Now that i know how to implement a Kafka Stream and a Global State Store, i would like to understand their dependencies on each other.

For example lets say i have an application with a stream and a global state store.

The Stream source from topic A with around 10mio records, it transforms data and writes the transformed data into topic B.

The Global State Store sources from topic B.

Case one(fresh deploy):
When the application starts for the first time, the stream will process all the data from topic B and the global state store will be build up instantly
→ the app is up and running right away while the stream still processing the data

When does the state store gets filled up? Whenever a new record has been written in topic B it also gets directly stored into the state store?

Case two (redeploy with different application-id)
When the application starts it is NOT up and running right away because:
the stream is reprocessing all data from topic A while the state store is getting restored.

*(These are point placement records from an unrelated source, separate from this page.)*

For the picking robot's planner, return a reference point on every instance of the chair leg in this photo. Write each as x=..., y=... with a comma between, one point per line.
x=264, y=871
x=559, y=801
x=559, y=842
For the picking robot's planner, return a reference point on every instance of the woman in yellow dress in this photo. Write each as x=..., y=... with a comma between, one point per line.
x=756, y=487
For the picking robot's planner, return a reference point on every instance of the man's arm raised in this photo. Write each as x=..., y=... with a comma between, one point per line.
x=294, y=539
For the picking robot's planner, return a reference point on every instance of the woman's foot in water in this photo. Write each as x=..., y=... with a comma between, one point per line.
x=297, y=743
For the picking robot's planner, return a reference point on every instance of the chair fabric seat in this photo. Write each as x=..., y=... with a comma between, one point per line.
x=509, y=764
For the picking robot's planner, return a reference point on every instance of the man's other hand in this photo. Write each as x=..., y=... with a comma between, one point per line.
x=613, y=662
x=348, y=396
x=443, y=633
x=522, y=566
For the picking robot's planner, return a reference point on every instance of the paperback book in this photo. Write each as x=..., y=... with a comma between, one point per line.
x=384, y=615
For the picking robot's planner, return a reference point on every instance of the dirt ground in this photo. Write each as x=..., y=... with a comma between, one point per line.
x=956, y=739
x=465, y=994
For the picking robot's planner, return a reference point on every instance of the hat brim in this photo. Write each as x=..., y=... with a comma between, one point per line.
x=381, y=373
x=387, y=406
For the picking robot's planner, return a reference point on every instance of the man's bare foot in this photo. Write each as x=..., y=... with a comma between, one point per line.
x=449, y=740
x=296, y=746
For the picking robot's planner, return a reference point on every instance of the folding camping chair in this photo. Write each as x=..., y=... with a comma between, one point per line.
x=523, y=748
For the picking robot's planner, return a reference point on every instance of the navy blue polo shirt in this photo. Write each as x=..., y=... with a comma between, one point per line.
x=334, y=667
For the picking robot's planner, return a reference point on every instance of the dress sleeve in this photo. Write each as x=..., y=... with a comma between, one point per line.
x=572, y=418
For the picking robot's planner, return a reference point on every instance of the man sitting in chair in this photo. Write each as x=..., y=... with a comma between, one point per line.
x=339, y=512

How long the state store needs to get restored depends on the amount of the data it has been build up before.

How is the process of restoring the global state store? Where does the data come from? What about the data from topic B where it sources from?
When does the store sources from topic B? When the store has been fully restored or while it is being restored?

Thank you for your time to help.

Best regards
Kafkanaut

When does the state store gets filled up? Whenever a new record has been written in topic B it also gets directly stored into the state store?

The global state store will pick up any write into its (global) input topic to update the content of the state store. So the update is no “direct”, ie, the update is async: first the write into the topic happens, and at at some later point (usually just a few ms later) the update will be read to update the store.

the stream is reprocessing all data from topic A while the state store is getting restored.

No. On startup, Kafka Streams will first restore the global state store (ie, read the full global topic). Only afterwards, processing will start. As you deploy the same topology (just with a different application-id), topic-B will be used to restore the global state store before processing of topic-A starts.

1 Like

Hi mjsax,

thank you very much for your answere!

This topic was automatically closed 7 days after the last reply. New replies are no longer allowed.